MOGADISHU (Reuters) - Islamist insurgents whipped 32 people in Somalia Saturday after arresting them for taking part in a traditional dance in rebel-held territory south of the capital Mogadishu.
Fighters enforcing a strict form of sharia law have been slowly advancing on the city, raising the stakes in their two-year rebellion and undermining fragile U.N.-brokered peace talks to end 17 years of chaos in the Horn of Africa nation.
Last month, they stoned to death a young woman accused of adultery in the rebel-controlled southern port of Kismayu.
Islamist spokesman Sheikh Abdirahim Isse Adow said those arrested had been warned several times against dancing.
“We arrested 25 women and seven men who were dancing near Balad (town). We released them after whipping them.
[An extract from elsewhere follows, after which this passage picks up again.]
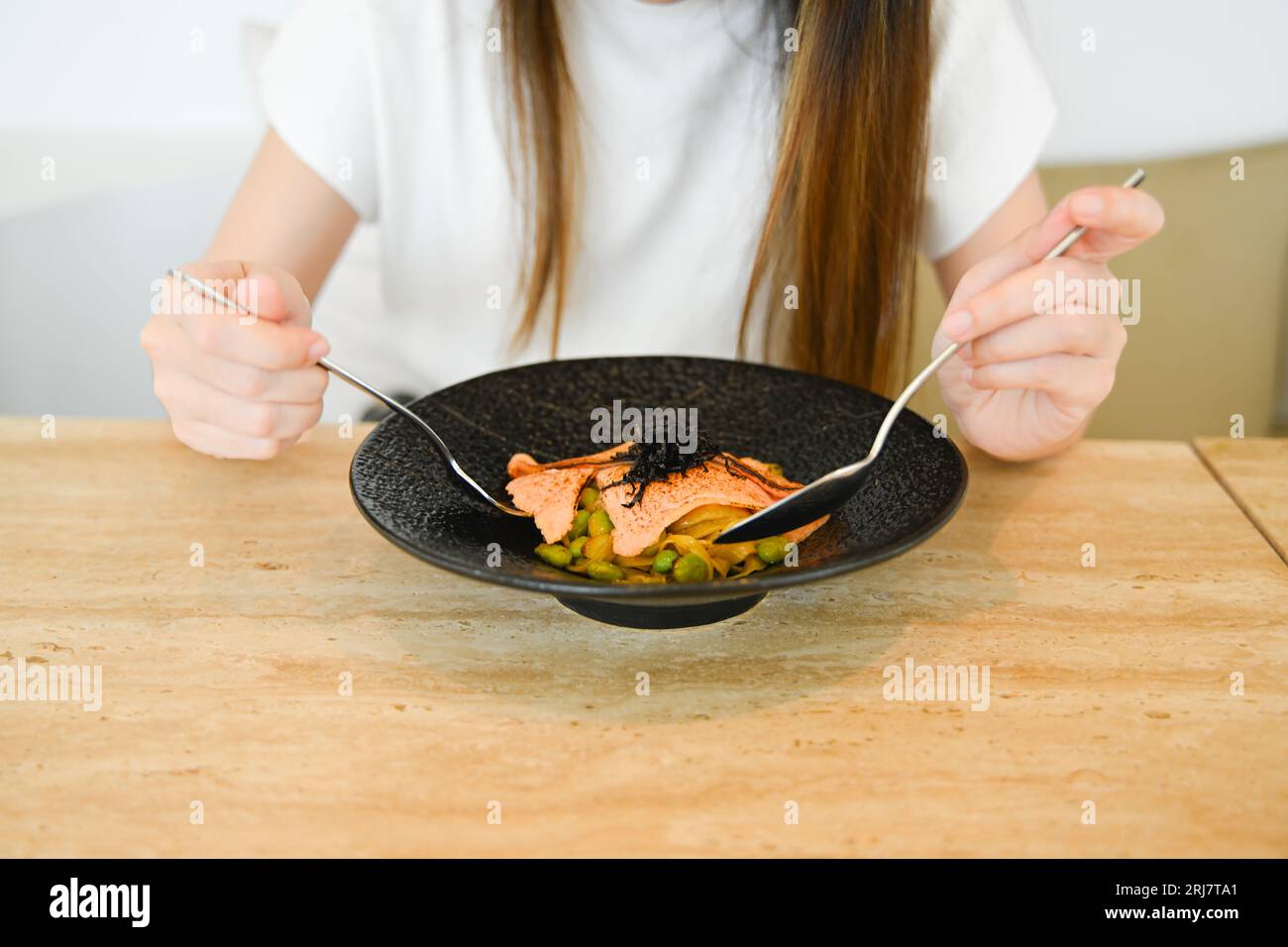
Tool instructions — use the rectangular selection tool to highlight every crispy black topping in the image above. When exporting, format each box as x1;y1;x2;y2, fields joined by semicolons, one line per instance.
604;434;770;506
We warned them many times, but they wouldn’t listen,” he told Reuters.
“The dancing of men and women together is illegal and totally against Islam. We neither killed them nor injured them, but only whipped them according to the Islamic law,” Adow said.
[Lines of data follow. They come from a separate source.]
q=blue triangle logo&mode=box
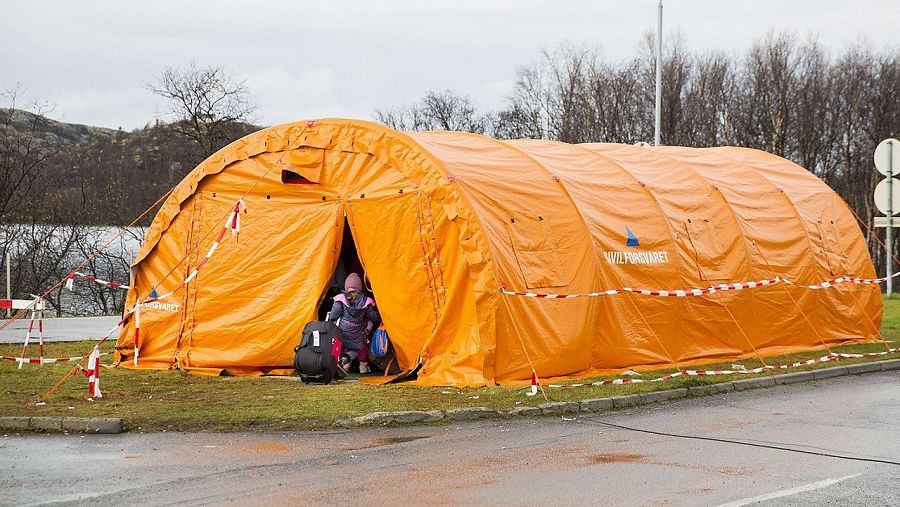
[625,227,641,246]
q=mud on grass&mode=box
[0,298,900,431]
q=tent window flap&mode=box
[506,217,566,289]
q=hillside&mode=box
[0,109,260,225]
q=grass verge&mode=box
[0,298,900,431]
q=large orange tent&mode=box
[117,119,882,386]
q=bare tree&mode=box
[147,63,256,163]
[375,90,491,134]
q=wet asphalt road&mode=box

Last month’s stoning to death of the woman in Kismayu was the first such public killing by the hardline militants for about two years and drew international condemnation.
Witnesses said the woman was 23, but the United Nations said later that the victim was a 13-year-old girl who had apparently been raped by three men while visiting her grandmother.
The Islamists last carried out public executions when they ruled Mogadishu and most of south Somalia for half of 2006. Allied Ethiopian and Somali government forces toppled them at the end of that year, but they have waged an Iraq-style guerrilla campaign since then, gradually taking back territory.
As when they controlled the capital in 2006, the Islamists are again providing much-needed security in many areas. But they are unpopular with many moderate Muslims in Somalia for also imposing fundamentalist practices such as banning various forms of entertainment denounced as anti-Islamic.
The turmoil in Somalia has fueled instability across the Horn of Africa, fuelling one of the world’s worst humanitarian disasters and triggering a wave of pirate attacks in the Gulf of Aden, a vital shipping lane for trade between Europe and Asia.